Title: Permutation-based inference for spatially localized signals in longitudinal MRI data
Authors: Mark Fiecas - University of Minnesota (United States) [presenting]
Jun Young Park - University of Toronto (Canada)
Abstract: Alzheimer's disease is a neurodegenerative disease in which the degree of cortical atrophy in specific structures of the brain serves as a useful imaging biomarker. Recent approaches using linear mixed-effects (LME) models in longitudinal neuroimaging are powerful and flexible in investigating the temporal trajectories of cortical thickness. However, massive-univariate analysis, a simplified approach that obtains a summary statistic (e.g., a p-value) for every vertex along the cortex, is insufficient to model cortical atrophy because it does not account for spatial similarities of the signals in neighboring locations. In this article, we develop a permutation-based inference procedure to detect spatial clusters of vertices showing statistically significant differences in the rates of cortical atrophy.
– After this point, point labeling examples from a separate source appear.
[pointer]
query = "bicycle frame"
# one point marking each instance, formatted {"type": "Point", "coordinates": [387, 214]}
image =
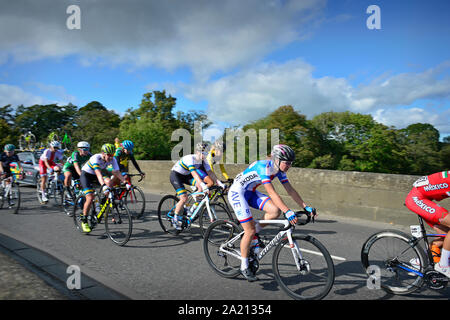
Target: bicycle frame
{"type": "Point", "coordinates": [415, 241]}
{"type": "Point", "coordinates": [285, 231]}
{"type": "Point", "coordinates": [200, 205]}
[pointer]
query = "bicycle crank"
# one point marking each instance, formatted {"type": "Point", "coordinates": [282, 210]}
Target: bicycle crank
{"type": "Point", "coordinates": [435, 280]}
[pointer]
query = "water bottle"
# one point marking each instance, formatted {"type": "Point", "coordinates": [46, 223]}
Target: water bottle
{"type": "Point", "coordinates": [255, 245]}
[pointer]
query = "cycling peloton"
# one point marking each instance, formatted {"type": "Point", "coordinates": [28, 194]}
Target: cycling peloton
{"type": "Point", "coordinates": [123, 154]}
{"type": "Point", "coordinates": [91, 172]}
{"type": "Point", "coordinates": [183, 172]}
{"type": "Point", "coordinates": [48, 162]}
{"type": "Point", "coordinates": [243, 195]}
{"type": "Point", "coordinates": [72, 167]}
{"type": "Point", "coordinates": [420, 201]}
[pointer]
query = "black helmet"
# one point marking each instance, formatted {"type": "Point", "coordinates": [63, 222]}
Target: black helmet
{"type": "Point", "coordinates": [283, 152]}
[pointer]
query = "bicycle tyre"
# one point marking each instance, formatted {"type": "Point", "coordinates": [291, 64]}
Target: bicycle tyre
{"type": "Point", "coordinates": [118, 224]}
{"type": "Point", "coordinates": [135, 201]}
{"type": "Point", "coordinates": [304, 284]}
{"type": "Point", "coordinates": [223, 264]}
{"type": "Point", "coordinates": [378, 250]}
{"type": "Point", "coordinates": [39, 191]}
{"type": "Point", "coordinates": [165, 213]}
{"type": "Point", "coordinates": [69, 199]}
{"type": "Point", "coordinates": [14, 195]}
{"type": "Point", "coordinates": [219, 211]}
{"type": "Point", "coordinates": [57, 190]}
{"type": "Point", "coordinates": [78, 212]}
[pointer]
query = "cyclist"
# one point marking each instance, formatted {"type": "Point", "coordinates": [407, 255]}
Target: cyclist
{"type": "Point", "coordinates": [243, 195]}
{"type": "Point", "coordinates": [92, 172]}
{"type": "Point", "coordinates": [124, 153]}
{"type": "Point", "coordinates": [420, 201]}
{"type": "Point", "coordinates": [215, 156]}
{"type": "Point", "coordinates": [72, 167]}
{"type": "Point", "coordinates": [183, 172]}
{"type": "Point", "coordinates": [48, 162]}
{"type": "Point", "coordinates": [7, 158]}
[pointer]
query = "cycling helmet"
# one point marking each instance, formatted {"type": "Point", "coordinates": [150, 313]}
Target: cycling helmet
{"type": "Point", "coordinates": [83, 145]}
{"type": "Point", "coordinates": [220, 145]}
{"type": "Point", "coordinates": [108, 148]}
{"type": "Point", "coordinates": [127, 144]}
{"type": "Point", "coordinates": [9, 147]}
{"type": "Point", "coordinates": [283, 152]}
{"type": "Point", "coordinates": [201, 147]}
{"type": "Point", "coordinates": [55, 144]}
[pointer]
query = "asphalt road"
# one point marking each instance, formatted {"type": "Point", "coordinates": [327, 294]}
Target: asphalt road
{"type": "Point", "coordinates": [158, 266]}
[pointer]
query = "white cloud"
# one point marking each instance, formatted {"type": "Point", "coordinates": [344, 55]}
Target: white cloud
{"type": "Point", "coordinates": [254, 93]}
{"type": "Point", "coordinates": [206, 36]}
{"type": "Point", "coordinates": [15, 96]}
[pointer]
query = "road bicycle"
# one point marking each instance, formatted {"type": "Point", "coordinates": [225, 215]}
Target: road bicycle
{"type": "Point", "coordinates": [203, 210]}
{"type": "Point", "coordinates": [10, 193]}
{"type": "Point", "coordinates": [302, 265]}
{"type": "Point", "coordinates": [134, 198]}
{"type": "Point", "coordinates": [54, 188]}
{"type": "Point", "coordinates": [70, 195]}
{"type": "Point", "coordinates": [27, 141]}
{"type": "Point", "coordinates": [116, 216]}
{"type": "Point", "coordinates": [398, 263]}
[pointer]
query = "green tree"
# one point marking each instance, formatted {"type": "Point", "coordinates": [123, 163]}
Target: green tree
{"type": "Point", "coordinates": [421, 141]}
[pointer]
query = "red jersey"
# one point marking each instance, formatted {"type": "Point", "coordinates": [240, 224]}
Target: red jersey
{"type": "Point", "coordinates": [435, 186]}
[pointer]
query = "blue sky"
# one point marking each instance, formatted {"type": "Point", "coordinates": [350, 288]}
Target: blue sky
{"type": "Point", "coordinates": [235, 60]}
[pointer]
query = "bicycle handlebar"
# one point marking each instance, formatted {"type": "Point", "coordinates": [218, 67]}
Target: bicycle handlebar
{"type": "Point", "coordinates": [309, 217]}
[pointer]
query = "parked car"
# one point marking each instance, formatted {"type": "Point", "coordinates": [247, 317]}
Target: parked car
{"type": "Point", "coordinates": [30, 164]}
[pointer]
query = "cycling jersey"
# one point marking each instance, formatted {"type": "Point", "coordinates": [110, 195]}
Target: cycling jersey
{"type": "Point", "coordinates": [189, 163]}
{"type": "Point", "coordinates": [76, 157]}
{"type": "Point", "coordinates": [122, 159]}
{"type": "Point", "coordinates": [211, 158]}
{"type": "Point", "coordinates": [243, 193]}
{"type": "Point", "coordinates": [97, 163]}
{"type": "Point", "coordinates": [7, 161]}
{"type": "Point", "coordinates": [426, 189]}
{"type": "Point", "coordinates": [181, 172]}
{"type": "Point", "coordinates": [51, 157]}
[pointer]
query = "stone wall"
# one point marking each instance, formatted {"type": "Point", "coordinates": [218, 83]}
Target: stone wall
{"type": "Point", "coordinates": [368, 196]}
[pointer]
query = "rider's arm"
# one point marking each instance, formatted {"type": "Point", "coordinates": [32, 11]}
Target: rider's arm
{"type": "Point", "coordinates": [200, 184]}
{"type": "Point", "coordinates": [133, 160]}
{"type": "Point", "coordinates": [99, 175]}
{"type": "Point", "coordinates": [294, 194]}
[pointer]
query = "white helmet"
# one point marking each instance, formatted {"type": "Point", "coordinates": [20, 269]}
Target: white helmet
{"type": "Point", "coordinates": [55, 144]}
{"type": "Point", "coordinates": [84, 145]}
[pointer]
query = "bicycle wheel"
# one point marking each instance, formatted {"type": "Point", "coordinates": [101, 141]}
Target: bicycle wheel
{"type": "Point", "coordinates": [391, 255]}
{"type": "Point", "coordinates": [166, 209]}
{"type": "Point", "coordinates": [13, 200]}
{"type": "Point", "coordinates": [219, 212]}
{"type": "Point", "coordinates": [39, 191]}
{"type": "Point", "coordinates": [316, 275]}
{"type": "Point", "coordinates": [226, 264]}
{"type": "Point", "coordinates": [78, 211]}
{"type": "Point", "coordinates": [57, 191]}
{"type": "Point", "coordinates": [135, 201]}
{"type": "Point", "coordinates": [118, 224]}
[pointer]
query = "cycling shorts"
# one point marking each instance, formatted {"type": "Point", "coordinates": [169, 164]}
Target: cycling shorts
{"type": "Point", "coordinates": [72, 170]}
{"type": "Point", "coordinates": [178, 181]}
{"type": "Point", "coordinates": [43, 167]}
{"type": "Point", "coordinates": [424, 207]}
{"type": "Point", "coordinates": [88, 181]}
{"type": "Point", "coordinates": [242, 200]}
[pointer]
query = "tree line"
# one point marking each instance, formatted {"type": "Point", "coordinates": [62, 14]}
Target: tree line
{"type": "Point", "coordinates": [331, 140]}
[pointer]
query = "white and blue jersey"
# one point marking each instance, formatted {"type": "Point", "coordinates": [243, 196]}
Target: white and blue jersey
{"type": "Point", "coordinates": [243, 193]}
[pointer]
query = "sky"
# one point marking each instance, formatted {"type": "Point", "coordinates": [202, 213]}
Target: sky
{"type": "Point", "coordinates": [237, 61]}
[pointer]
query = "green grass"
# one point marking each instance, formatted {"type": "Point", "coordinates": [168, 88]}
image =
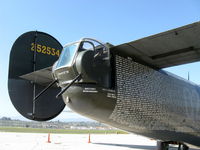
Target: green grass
{"type": "Point", "coordinates": [58, 131]}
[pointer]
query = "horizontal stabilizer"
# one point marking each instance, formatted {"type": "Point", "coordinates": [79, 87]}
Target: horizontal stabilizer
{"type": "Point", "coordinates": [167, 49]}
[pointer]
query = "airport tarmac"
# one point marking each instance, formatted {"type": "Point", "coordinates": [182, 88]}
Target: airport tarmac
{"type": "Point", "coordinates": [37, 141]}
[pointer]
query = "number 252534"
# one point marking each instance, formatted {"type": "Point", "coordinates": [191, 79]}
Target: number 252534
{"type": "Point", "coordinates": [45, 49]}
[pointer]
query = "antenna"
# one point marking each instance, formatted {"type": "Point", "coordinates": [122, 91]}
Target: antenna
{"type": "Point", "coordinates": [188, 75]}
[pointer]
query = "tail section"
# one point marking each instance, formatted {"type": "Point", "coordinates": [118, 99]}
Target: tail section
{"type": "Point", "coordinates": [31, 59]}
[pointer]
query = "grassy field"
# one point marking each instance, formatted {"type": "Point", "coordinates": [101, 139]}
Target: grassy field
{"type": "Point", "coordinates": [58, 131]}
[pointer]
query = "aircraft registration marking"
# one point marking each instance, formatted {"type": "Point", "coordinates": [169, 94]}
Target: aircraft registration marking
{"type": "Point", "coordinates": [45, 49]}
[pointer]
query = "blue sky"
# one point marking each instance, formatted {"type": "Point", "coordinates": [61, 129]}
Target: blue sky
{"type": "Point", "coordinates": [113, 21]}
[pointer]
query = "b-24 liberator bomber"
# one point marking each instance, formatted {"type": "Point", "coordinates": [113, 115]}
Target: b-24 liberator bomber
{"type": "Point", "coordinates": [124, 86]}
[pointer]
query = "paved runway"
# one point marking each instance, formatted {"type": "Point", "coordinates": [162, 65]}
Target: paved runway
{"type": "Point", "coordinates": [36, 141]}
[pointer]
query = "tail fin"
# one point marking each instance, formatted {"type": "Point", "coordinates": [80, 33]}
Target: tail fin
{"type": "Point", "coordinates": [31, 52]}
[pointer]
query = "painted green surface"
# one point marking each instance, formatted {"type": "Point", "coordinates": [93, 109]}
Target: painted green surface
{"type": "Point", "coordinates": [59, 131]}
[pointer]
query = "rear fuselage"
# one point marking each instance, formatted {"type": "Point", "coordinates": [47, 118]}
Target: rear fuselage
{"type": "Point", "coordinates": [143, 100]}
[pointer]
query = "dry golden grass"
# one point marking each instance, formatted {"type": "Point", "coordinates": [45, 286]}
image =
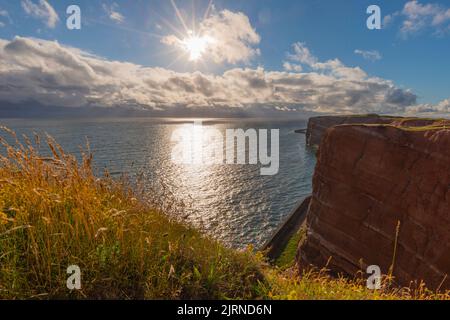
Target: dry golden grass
{"type": "Point", "coordinates": [55, 212]}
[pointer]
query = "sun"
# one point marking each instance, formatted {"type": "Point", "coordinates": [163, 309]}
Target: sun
{"type": "Point", "coordinates": [195, 46]}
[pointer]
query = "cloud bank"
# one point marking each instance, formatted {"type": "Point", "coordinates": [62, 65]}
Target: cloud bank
{"type": "Point", "coordinates": [51, 74]}
{"type": "Point", "coordinates": [42, 11]}
{"type": "Point", "coordinates": [237, 37]}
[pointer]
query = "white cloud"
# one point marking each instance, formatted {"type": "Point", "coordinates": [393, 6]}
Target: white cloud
{"type": "Point", "coordinates": [302, 54]}
{"type": "Point", "coordinates": [34, 70]}
{"type": "Point", "coordinates": [41, 10]}
{"type": "Point", "coordinates": [371, 55]}
{"type": "Point", "coordinates": [113, 13]}
{"type": "Point", "coordinates": [417, 17]}
{"type": "Point", "coordinates": [231, 37]}
{"type": "Point", "coordinates": [288, 66]}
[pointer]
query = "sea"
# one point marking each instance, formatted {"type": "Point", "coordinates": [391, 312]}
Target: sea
{"type": "Point", "coordinates": [232, 203]}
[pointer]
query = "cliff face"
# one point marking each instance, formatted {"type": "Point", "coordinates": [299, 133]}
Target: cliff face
{"type": "Point", "coordinates": [368, 179]}
{"type": "Point", "coordinates": [317, 126]}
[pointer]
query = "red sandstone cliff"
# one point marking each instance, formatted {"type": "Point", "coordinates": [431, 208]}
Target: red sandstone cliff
{"type": "Point", "coordinates": [317, 126]}
{"type": "Point", "coordinates": [370, 177]}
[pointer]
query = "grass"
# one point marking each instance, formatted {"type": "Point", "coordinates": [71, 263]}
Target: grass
{"type": "Point", "coordinates": [287, 256]}
{"type": "Point", "coordinates": [55, 212]}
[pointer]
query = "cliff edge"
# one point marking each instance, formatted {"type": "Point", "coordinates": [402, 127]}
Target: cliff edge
{"type": "Point", "coordinates": [317, 126]}
{"type": "Point", "coordinates": [369, 180]}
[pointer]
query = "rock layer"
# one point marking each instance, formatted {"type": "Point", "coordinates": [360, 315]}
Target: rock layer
{"type": "Point", "coordinates": [370, 179]}
{"type": "Point", "coordinates": [318, 125]}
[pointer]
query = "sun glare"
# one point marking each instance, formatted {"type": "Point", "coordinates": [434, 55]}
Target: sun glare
{"type": "Point", "coordinates": [195, 46]}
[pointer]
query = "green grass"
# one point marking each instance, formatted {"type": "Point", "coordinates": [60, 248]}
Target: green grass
{"type": "Point", "coordinates": [287, 256]}
{"type": "Point", "coordinates": [55, 212]}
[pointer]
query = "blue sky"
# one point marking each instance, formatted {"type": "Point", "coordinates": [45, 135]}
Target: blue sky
{"type": "Point", "coordinates": [416, 60]}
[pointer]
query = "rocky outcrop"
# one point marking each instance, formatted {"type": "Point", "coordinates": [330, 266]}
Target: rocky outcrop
{"type": "Point", "coordinates": [369, 180]}
{"type": "Point", "coordinates": [318, 125]}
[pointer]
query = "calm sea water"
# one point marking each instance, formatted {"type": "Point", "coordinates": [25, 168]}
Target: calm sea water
{"type": "Point", "coordinates": [232, 203]}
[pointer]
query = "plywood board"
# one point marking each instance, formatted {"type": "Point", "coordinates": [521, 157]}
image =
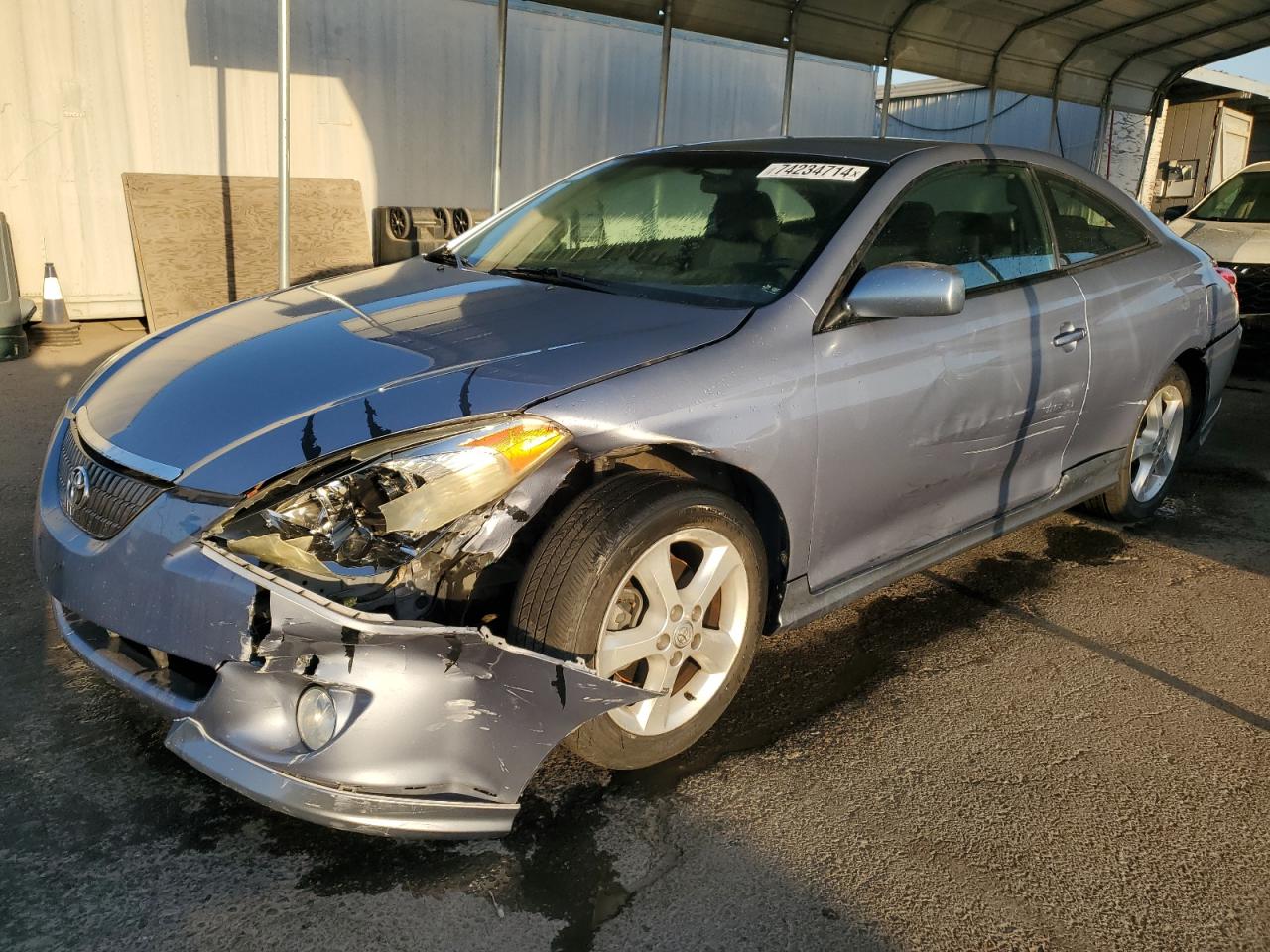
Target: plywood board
{"type": "Point", "coordinates": [202, 241]}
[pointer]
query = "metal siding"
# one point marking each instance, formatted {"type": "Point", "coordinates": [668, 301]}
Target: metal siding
{"type": "Point", "coordinates": [1021, 121]}
{"type": "Point", "coordinates": [398, 94]}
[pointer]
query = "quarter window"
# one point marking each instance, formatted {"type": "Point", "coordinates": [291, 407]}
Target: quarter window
{"type": "Point", "coordinates": [1086, 225]}
{"type": "Point", "coordinates": [980, 218]}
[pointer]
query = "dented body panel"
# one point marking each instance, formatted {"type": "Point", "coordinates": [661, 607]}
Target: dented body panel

The proposed method, called SpLoc, uses spatial information to combine the signals adaptively across neighboring vertices, yielding high statistical power while controlling family-wise error rate (FWER) accurately. When the global null hypothesis is rejected, we use a cluster selection algorithm to detect the spatial clusters of significant vertices. We validate our method using simulation studies and apply it to the Alzheimer's Disease Neuroimaging Initiative (ADNI) data to show its superior performance over existing methods.